In our study, we analyzed the correlations between survival and clinical factors, including age, pre-treatment PSA levels, Gleason scores, clinical TNM classifications, and the BSI using the Cox proportional hazard regression model. EOD scores were significantly associated with the BSI value. EOD scores were not included in multivariate analysis because of multicollinearity. In results, patients’ age and the BSI were independent prognostic factor for OS of men with metastatic, hormone-naive prostate cancer. Because the BSI is continuous variables, the BSI is more ideal and accurate for prediction of individual patient’s prognosis compared with EOD scores. Moreover, we evaluated the discriminatory ability of our models by quantifying the C-index. The C-index of our model including BSI was 0.801 for OS. We also analyzed the discriminatory ability of the model excluding BSI and the model including EOD instead of BSI by quantifying the C-index. The C-index of the model excluding BSI was 0.751 for OS. The C-index of the models including EOD instead of BSI was 0.811.

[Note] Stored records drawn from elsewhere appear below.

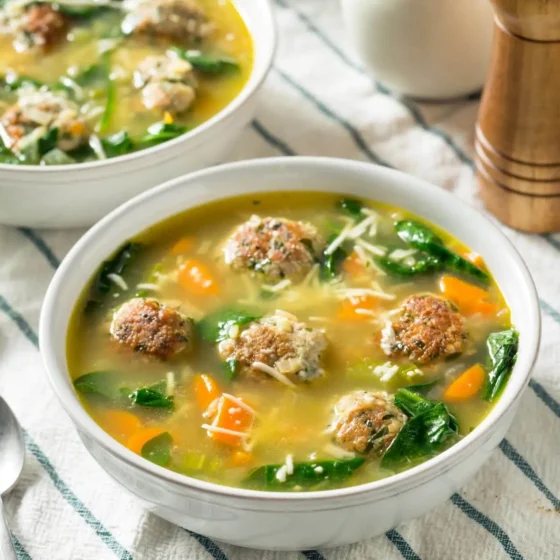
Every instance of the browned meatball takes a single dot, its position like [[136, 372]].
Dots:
[[280, 342], [151, 328], [181, 20], [44, 25], [274, 247], [427, 328], [366, 422]]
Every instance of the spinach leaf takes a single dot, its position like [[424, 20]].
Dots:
[[417, 235], [430, 427], [351, 206], [153, 396], [331, 264], [425, 264], [502, 348], [215, 327], [99, 383], [158, 449], [206, 63], [305, 474], [162, 132], [422, 437], [118, 144], [116, 265], [48, 141]]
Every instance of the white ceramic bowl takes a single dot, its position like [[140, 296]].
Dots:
[[62, 196], [292, 521]]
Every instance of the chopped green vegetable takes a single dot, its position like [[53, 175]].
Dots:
[[205, 63], [417, 235], [216, 326], [502, 348], [99, 383], [430, 428], [153, 396], [352, 207], [305, 474], [118, 144], [158, 449], [162, 132], [331, 264]]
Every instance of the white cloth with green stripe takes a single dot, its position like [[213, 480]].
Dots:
[[317, 101]]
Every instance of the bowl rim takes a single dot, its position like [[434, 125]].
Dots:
[[391, 485], [251, 86]]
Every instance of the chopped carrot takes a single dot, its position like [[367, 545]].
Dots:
[[358, 308], [469, 299], [137, 440], [230, 416], [121, 424], [182, 246], [466, 385], [206, 390], [196, 278], [241, 458], [475, 258], [352, 265]]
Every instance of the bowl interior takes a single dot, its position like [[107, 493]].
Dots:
[[289, 174]]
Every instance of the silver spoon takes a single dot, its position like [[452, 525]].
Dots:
[[12, 455]]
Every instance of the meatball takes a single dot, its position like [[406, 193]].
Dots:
[[180, 20], [151, 328], [366, 422], [280, 342], [167, 83], [426, 329], [37, 112], [275, 247]]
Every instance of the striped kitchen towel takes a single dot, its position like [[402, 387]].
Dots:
[[66, 508]]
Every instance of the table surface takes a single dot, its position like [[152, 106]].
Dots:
[[317, 101]]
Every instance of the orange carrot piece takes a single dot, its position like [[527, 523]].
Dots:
[[466, 385], [182, 246], [241, 459], [353, 266], [206, 390], [137, 440], [121, 424], [469, 298], [230, 416], [357, 308], [196, 278]]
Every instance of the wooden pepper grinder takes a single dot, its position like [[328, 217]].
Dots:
[[518, 130]]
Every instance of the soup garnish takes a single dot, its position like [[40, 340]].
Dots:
[[86, 81], [324, 343]]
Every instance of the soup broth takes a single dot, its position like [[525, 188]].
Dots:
[[312, 345], [116, 77]]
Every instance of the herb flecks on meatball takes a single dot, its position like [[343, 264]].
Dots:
[[151, 328], [366, 423], [428, 328], [33, 25], [274, 247], [280, 342], [38, 112], [181, 20], [167, 83]]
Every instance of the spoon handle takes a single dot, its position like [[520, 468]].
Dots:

A limitation of this study is the fact that patients who were enrolled in the study had various health statuses and complications. Our models did not consider health status or patients’ complications that may affect prostate cancer treatment outcomes [21, 31, 32]. Patients with prostate cancer are much older than those with other malignancies. Health status and complications should be classified in the rating score and included as predictive factors in the prognostic model. Our study did not include blood data. In previous studies, blood data, such as serum hemoglobin, alkaline phosphatase, lactate dehydrogenase, and C-reactive protein were reported as survival predictive factors for patients with prostate cancer [19, 20, 33]. Bone pain at diagnosis is also a strong predictor of survival [21]. Unfortunately, data regarding pain at baseline were not available in this study. Lack of data about PSA kinetics was also limitation of our study. Finally, our population was small, observation periods were relatively short, and number of event was also small. Thus, some of the estimates have wide confidential intervals. More large populations and long observations are required for establishing the usefulness of the BSI as a prognostic factor. Although some study limitations exist, the BSI before treatment might be useful for a prognostic biomarker of hormone-naive, bone metastatic prostate cancer.

Conclusion

The pretreatment BSI and patients’ age are independent prognostic factors for patients with hormone-naive, bone metastatic prostate cancer. Compared with EOD, the BSI is a quantitative and objective factor for assessing bone metastases, and a more ideal factor for predicting prognosis in men with metastatic, hormone-naive prostate cancer.